Defector Shares Experience

Jeong Kwang-il, a former political prisoner at Camp Yodok in North Korea, spoke about his experiences in the camp at an event hosted by Truth and Human Rights in North Korea Thursday at the Mortara Center.

Jeong was arrested by the North Korean government in 1999 after he contacted a South Korean citizen while he was on a trip to China. After he was tortured, he falsely confessed to being a spy and was sent to the camp.

Jeong then spent three years in the camp, where he and other prisoners were forced into hard labor under brutal conditions. He was released in 2003 after a senior guard determined he had been wrongly accused.

One month after his release, he escaped North Korea, arriving in South Korea a year later. Once there, he became involved with various advocacy movements to raise awareness within North Korea about human rights violations and to bring information from the rest of the world into the country.

Jeong said that while he was at Yodok, he found that many of the other prisoners shared similar experiences of wrongful imprisonment.

“There were so many people there who weren’t actual political enemies, but who simply uttered something that was deemed offensive,” Jeong said. “They were sent to a prison camp, or tried to escape to China and were arrested by Chinese authorities and ended up in Yodok.”

According to Jeong, prisoners faced daily abuse from guards. The prisoners’ labor consisted of pulling weeds and cutting logs. Jeong said that prisoners who fell behind in their work faced beatings or other punishments.

“At Yodok, prisoners were forced to work 16 hours a day, which was very physically demanding,” Jeong said. “If you did not complete your assigned work quota, you were not given food for that particular day. It was a very difficult situation.”

Jeong said that prisoners worked from 6 a.m. until 7 p.m. and were only permitted to eat one bowl of rice and vegetable soup. At the end of every day, Jeong said that they were forced to take a class for political re-education and were not allowed to sleep until they memorized what they had learned.

“What I experienced at Yoda was inhumane and the time that I spent there is indescribable,” Jeong said.

“When I first came to South Korea and began my life as a resettled defector, I could not sleep at night because I could still see the faces of my fellow inmates at Yodok.”

In 2009, Jeong began to send outside information into his home country.

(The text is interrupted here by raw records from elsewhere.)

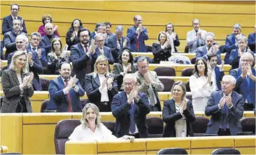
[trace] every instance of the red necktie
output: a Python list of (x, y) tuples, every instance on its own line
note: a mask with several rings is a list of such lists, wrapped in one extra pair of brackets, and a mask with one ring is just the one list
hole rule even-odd
[[(65, 87), (68, 86), (68, 80), (65, 80)], [(71, 98), (70, 96), (70, 93), (68, 93), (67, 94), (68, 95), (68, 112), (72, 112), (72, 104), (71, 104)]]

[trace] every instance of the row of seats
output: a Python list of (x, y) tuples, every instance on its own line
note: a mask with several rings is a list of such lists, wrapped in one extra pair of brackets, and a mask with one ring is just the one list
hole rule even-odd
[[(149, 138), (160, 138), (163, 131), (163, 120), (158, 117), (148, 117), (146, 120), (148, 126)], [(203, 136), (206, 131), (209, 120), (203, 116), (196, 116), (196, 120), (192, 123), (192, 130), (195, 136)], [(243, 118), (241, 120), (243, 132), (240, 134), (255, 134), (255, 118)], [(103, 124), (112, 132), (114, 132), (115, 122), (102, 122)], [(56, 125), (54, 135), (56, 154), (65, 153), (65, 143), (73, 132), (75, 128), (80, 124), (79, 120), (63, 120)]]

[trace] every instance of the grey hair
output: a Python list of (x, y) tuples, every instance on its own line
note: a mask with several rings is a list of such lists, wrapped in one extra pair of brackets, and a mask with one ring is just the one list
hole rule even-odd
[(98, 110), (98, 107), (95, 104), (91, 103), (88, 103), (86, 104), (84, 109), (82, 109), (82, 120), (80, 120), (81, 123), (83, 124), (85, 127), (88, 126), (88, 122), (86, 120), (86, 113), (87, 110), (89, 108), (91, 108), (97, 115), (97, 117), (96, 118), (95, 120), (95, 124), (96, 126), (100, 127), (100, 118), (101, 118), (100, 114), (100, 111)]
[(229, 79), (232, 84), (235, 84), (237, 83), (237, 80), (235, 78), (231, 75), (225, 75), (223, 76), (223, 79), (224, 78), (227, 78)]
[(14, 71), (17, 71), (17, 68), (16, 68), (17, 64), (15, 64), (15, 60), (18, 57), (20, 57), (21, 55), (25, 55), (26, 60), (25, 65), (24, 65), (24, 66), (21, 68), (21, 70), (23, 71), (23, 73), (28, 73), (28, 71), (27, 70), (28, 67), (28, 57), (26, 56), (26, 51), (16, 51), (14, 53), (14, 55), (12, 57), (12, 62), (11, 64), (10, 64), (9, 68)]
[(241, 30), (241, 26), (240, 24), (236, 23), (233, 26), (233, 29), (234, 29), (234, 28), (239, 28)]
[(137, 82), (137, 77), (133, 73), (127, 73), (123, 77), (123, 82), (125, 82), (125, 79), (127, 78), (131, 78), (134, 82)]
[(47, 23), (45, 25), (44, 25), (44, 28), (46, 30), (46, 27), (48, 26), (52, 26), (53, 27), (53, 24), (51, 23)]
[(215, 35), (213, 32), (207, 32), (205, 38), (207, 38), (208, 37), (211, 37), (214, 39), (215, 39)]
[(145, 57), (140, 57), (137, 60), (137, 66), (139, 66), (139, 62), (147, 61), (147, 64), (149, 64), (149, 60), (147, 59)]
[(16, 41), (17, 39), (19, 39), (23, 40), (23, 41), (24, 41), (24, 42), (28, 42), (28, 37), (26, 37), (26, 35), (24, 35), (24, 33), (21, 33), (21, 34), (18, 35), (17, 36), (16, 39), (15, 39), (15, 41)]
[(96, 35), (95, 35), (95, 37), (94, 37), (95, 41), (97, 39), (98, 37), (99, 37), (100, 36), (102, 36), (103, 38), (104, 38), (104, 35), (102, 33), (97, 33)]
[(31, 39), (32, 39), (33, 35), (35, 35), (37, 37), (39, 37), (40, 41), (41, 41), (42, 37), (41, 37), (41, 35), (39, 32), (32, 32), (31, 33), (31, 35), (30, 35), (30, 38)]
[(116, 28), (114, 29), (115, 32), (123, 32), (123, 27), (121, 25), (116, 26)]
[(244, 35), (241, 35), (239, 37), (238, 37), (237, 41), (239, 41), (241, 40), (244, 41), (245, 42), (247, 43), (247, 37), (245, 37)]

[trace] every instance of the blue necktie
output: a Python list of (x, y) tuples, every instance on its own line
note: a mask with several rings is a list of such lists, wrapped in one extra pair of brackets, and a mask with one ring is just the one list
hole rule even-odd
[(251, 82), (250, 77), (246, 77), (246, 80), (247, 80), (247, 86), (248, 86), (248, 89), (247, 89), (247, 92), (248, 92), (248, 95), (247, 95), (247, 101), (249, 104), (251, 104), (251, 95), (250, 95), (250, 83)]
[(135, 132), (135, 120), (134, 120), (134, 105), (131, 104), (131, 108), (130, 109), (130, 131), (131, 133)]

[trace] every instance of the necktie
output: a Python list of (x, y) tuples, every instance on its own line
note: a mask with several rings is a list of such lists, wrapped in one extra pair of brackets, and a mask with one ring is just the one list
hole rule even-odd
[(132, 102), (131, 104), (131, 108), (130, 109), (130, 131), (131, 133), (135, 132), (135, 120), (134, 120), (134, 105)]
[[(84, 48), (86, 48), (86, 53), (88, 52), (88, 46), (84, 46)], [(86, 62), (86, 73), (89, 74), (92, 72), (91, 71), (91, 60), (88, 60)]]
[(222, 123), (222, 129), (226, 129), (228, 127), (228, 107), (225, 103), (223, 105), (224, 119)]
[[(68, 80), (65, 80), (65, 87), (66, 87), (68, 86)], [(71, 98), (70, 96), (70, 93), (68, 93), (67, 94), (68, 95), (68, 112), (72, 112), (72, 104), (71, 104)]]

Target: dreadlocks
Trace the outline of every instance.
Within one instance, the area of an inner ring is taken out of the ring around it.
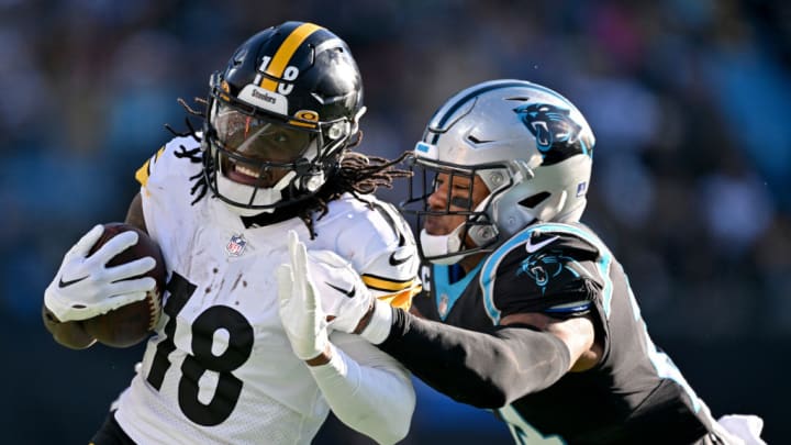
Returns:
[[[202,105],[205,110],[207,100],[196,98],[194,101]],[[194,125],[189,120],[189,116],[199,116],[205,119],[205,111],[200,111],[191,108],[183,99],[178,99],[178,102],[187,111],[188,116],[185,119],[187,132],[179,133],[172,130],[170,125],[166,124],[165,127],[177,136],[192,136],[196,141],[201,141],[201,135],[196,131]],[[277,210],[276,214],[293,215],[302,220],[308,226],[311,240],[315,238],[315,230],[313,227],[314,219],[322,219],[328,211],[328,203],[341,198],[344,193],[350,193],[359,201],[370,205],[368,201],[361,198],[364,194],[371,194],[376,192],[379,187],[392,188],[393,180],[397,178],[408,178],[412,175],[409,170],[397,169],[396,166],[401,164],[408,156],[409,153],[403,153],[396,159],[388,159],[378,156],[366,156],[358,152],[353,152],[352,148],[359,145],[363,141],[363,132],[359,132],[358,137],[350,143],[341,154],[338,165],[332,170],[326,182],[319,189],[319,191],[312,197],[302,200],[294,205],[296,209],[283,208]],[[203,157],[207,156],[205,152],[200,149],[188,151],[183,146],[181,152],[176,153],[179,158],[189,159],[192,163],[202,163]],[[194,181],[191,189],[191,194],[194,197],[192,204],[196,204],[203,197],[207,196],[209,186],[207,178],[201,171],[198,175],[190,177]]]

He started off by sending CDs and DVDs, and eventually began sending information through USB flash drives.

“When I myself was living in North Korea, I had no contact with information from outside and I feel that people in North Korea need to know about what is going on outside the country,” Jeong said. “After I came out of North Korea, I saw how important it was to send information.”

Jeong said that the purpose of this information is to create a sense of awareness for the North Korean residents and to educate them on ideas like democracy and freedom.

In response to an audience question about the future of North Korea, Jeong expressed optimism.

“I can’t look into the future, but regarding Kim Jong Un, a regime like that can’t last forever,” Jeong responded. “In due time, I believe that change will happen.”

Julia Rhodes (SFS ’18) said that she was moved by the event.

“I thought the event was particularly powerful because the issue of human rights abuses in North Korea seems almost surreal,” Rhodes said. “It is very grounding to see this story embodied in one single person and I think that it…makes this nightmare seem all the more real.”

Min Joo Lee (SFS ’18) said that the topic of the event was personally relevant to her.

“To us South Koreans, North Koreans are not just anybody. They are actually part of some families who are living in South Korea and are in great pain because of this repressive regime,” Joo Lee said. “This is very personal to me, firstly as a human being, and also as a student who is studying foreign policy. This is what we study for, [and] these are the kind of situations that we want to make better after going through a Georgetown education.”